On 24 August 1942, the Royal Artillery went through organisational changes, one of the new changes was the formation of new 'Army Group Royal Artillery' units which were (roughly) brigade sized artillery commands which could be attached to Corps and Armies/Army Groups. These new groups would command the corps/army medium and heavy artillery troops, thus bringing the corps/army units under a single command.[15][21][22][24][25][26]

As part of this expansion, each home command was given an army group, one of these new commands was the 1st Army Group Royal Artillery (1st AGRA) formed in Hamilton Park, Glasgow and shortly thereafter assigned to Southern Command. After the movement of this group to Southern England, the regiment was attached along with its fellow artillery regiments.[20][21][22][24][25][26]

On 5/6 July the regiment moved to the Newbury Racecourse when the coastal defences area was taken over by the 4th Medium Rgt on the 6th. Sometime before December 1942 the regiment moved to Tichborne, Hampshire and was re-equipped with the new BL 5.5-inch medium gun. During their home defence stunt, the regiment participated in the patriotic 'Dig for victory scheme'. This was evident by the regiment usually helping out on the farms near Tichborne Manor, just down the road from where they were stationed (see photo to the left).[20][21][22]

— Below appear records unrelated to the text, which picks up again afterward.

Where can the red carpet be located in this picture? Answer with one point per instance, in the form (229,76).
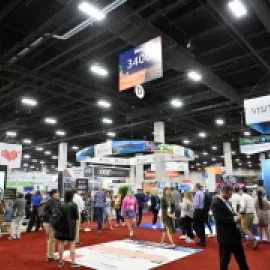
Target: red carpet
(29,252)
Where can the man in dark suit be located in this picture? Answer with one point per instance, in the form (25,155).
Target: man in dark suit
(228,230)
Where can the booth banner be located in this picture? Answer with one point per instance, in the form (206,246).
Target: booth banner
(103,149)
(253,145)
(140,65)
(85,153)
(105,172)
(11,155)
(129,147)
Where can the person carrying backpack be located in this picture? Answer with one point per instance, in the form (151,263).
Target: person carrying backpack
(48,208)
(63,220)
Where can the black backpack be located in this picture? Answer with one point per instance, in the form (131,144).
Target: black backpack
(56,218)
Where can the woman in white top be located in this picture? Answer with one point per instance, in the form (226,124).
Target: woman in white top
(187,215)
(108,210)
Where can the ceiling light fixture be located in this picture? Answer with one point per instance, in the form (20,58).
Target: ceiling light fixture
(11,134)
(194,75)
(177,103)
(50,120)
(220,122)
(104,104)
(27,141)
(60,133)
(99,70)
(92,11)
(202,134)
(107,121)
(238,8)
(29,102)
(111,134)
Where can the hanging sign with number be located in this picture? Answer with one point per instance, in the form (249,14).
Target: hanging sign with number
(141,64)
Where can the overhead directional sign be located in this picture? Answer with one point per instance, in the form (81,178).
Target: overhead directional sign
(141,64)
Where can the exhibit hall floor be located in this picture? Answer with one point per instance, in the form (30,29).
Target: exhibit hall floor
(29,252)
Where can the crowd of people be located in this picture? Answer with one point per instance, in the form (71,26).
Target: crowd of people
(233,211)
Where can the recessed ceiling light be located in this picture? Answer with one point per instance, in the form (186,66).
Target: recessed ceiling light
(11,134)
(238,8)
(50,120)
(111,134)
(60,133)
(195,75)
(202,134)
(92,11)
(27,141)
(177,103)
(99,70)
(104,104)
(107,121)
(220,122)
(29,102)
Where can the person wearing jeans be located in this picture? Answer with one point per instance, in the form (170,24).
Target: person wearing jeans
(99,204)
(18,217)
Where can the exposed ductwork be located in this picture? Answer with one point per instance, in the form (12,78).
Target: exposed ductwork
(175,56)
(262,10)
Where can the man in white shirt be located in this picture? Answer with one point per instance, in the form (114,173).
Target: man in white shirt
(236,200)
(81,205)
(247,209)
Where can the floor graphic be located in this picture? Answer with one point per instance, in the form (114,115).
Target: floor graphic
(131,254)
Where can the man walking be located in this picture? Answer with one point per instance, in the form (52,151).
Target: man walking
(50,205)
(247,209)
(198,206)
(77,199)
(140,199)
(228,230)
(99,204)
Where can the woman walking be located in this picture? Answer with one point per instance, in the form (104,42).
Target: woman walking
(187,216)
(168,214)
(117,207)
(70,215)
(155,207)
(108,210)
(88,210)
(262,209)
(129,210)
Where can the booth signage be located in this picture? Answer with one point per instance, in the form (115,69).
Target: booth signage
(105,172)
(103,149)
(257,110)
(141,64)
(11,155)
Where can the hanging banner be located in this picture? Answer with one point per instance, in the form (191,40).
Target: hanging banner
(253,145)
(11,155)
(257,113)
(141,64)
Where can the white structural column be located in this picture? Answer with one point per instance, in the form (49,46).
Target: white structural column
(62,156)
(262,158)
(227,150)
(159,136)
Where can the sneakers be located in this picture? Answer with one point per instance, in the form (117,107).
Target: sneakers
(75,265)
(189,241)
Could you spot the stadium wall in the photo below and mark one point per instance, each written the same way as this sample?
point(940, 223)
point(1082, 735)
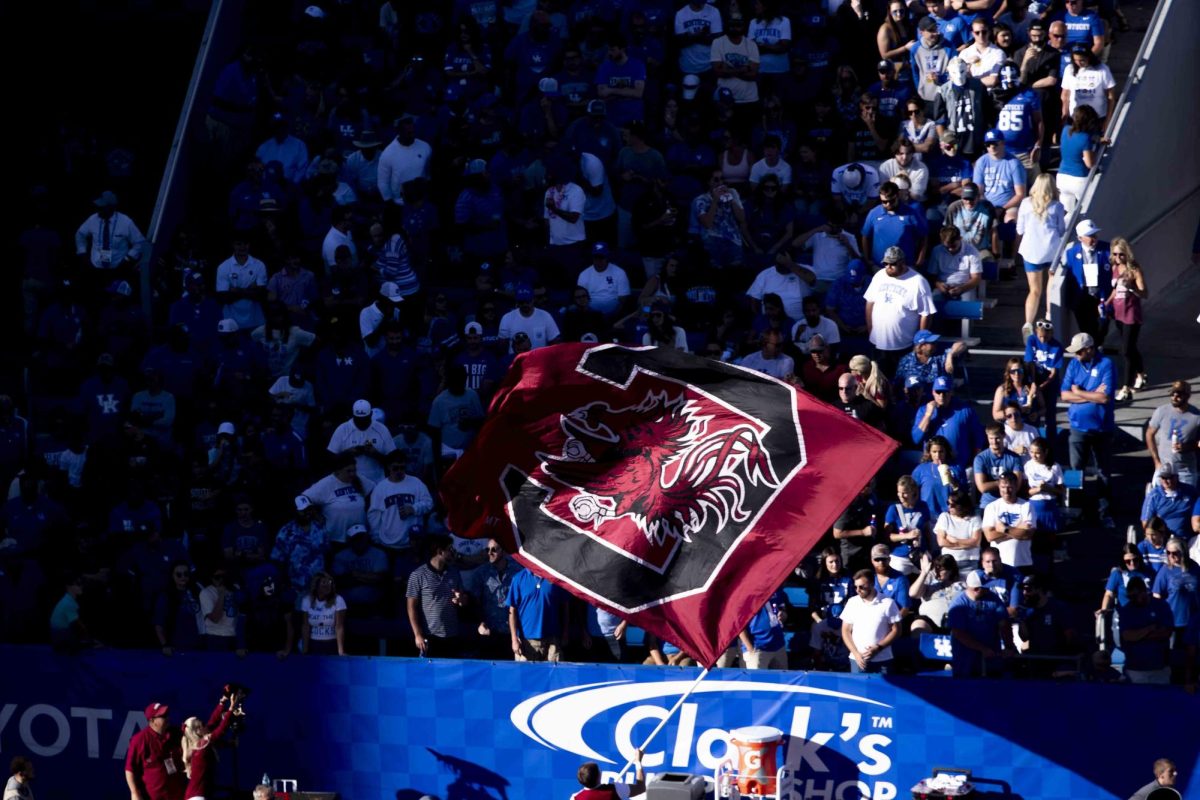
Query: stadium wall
point(400, 728)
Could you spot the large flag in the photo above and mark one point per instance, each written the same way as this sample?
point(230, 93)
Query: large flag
point(673, 491)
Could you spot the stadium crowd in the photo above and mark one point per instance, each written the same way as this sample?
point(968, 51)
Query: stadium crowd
point(395, 204)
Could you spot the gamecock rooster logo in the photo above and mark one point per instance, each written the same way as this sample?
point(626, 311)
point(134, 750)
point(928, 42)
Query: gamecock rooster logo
point(648, 476)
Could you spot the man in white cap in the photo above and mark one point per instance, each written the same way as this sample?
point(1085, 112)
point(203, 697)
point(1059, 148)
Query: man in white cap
point(1089, 278)
point(899, 302)
point(108, 239)
point(365, 438)
point(1089, 388)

Monte Camino November - December 1943: Men of 99 Medium Battery, 74 Medium Regiment, Royal Artillery struggle to bring a 5.5 inch medium field gun into action through thick mud in the Camino area.

North Africa

In December 1942 as the Tunisian campaign was accelerating, and the First Army began controlling a surplus of artillery units arriving from the home front. One of the new units was the 58th Medium Regiment which arrived by 18 December 1942, and subsequently attached to CRA, First Army, along with its colleagues from the 4th, 5th, and 74th Medium regiments. In January 1943 the 1st AGRA was placed under command of V Corps for the final push in the Tunisian campaign. During the campaign, the 1st AGRA command all the medium regiments which support the corps, and served very well as they pushed north.[15][20][21][27][28]

Italy

In October 1943, the group was transported to Southern Italy as part of the last landings of Operation Husky. Although the regiment continued to support V Corps, it was now under the Eighth Army, as they pushed towards Central Italy. The regiment would by engaged in several important battles:The Battle of Garigliano, Assault on the Gothic Line, Battle of the Argenta Gap, and Battle of Padua (part of Operation Grapeshot). When the end of the war came in September 1945, the regiment was based in Austria, where it was placed in suspended animation on 25 March 1946 after a short stint on garrison duties.[15][20][21]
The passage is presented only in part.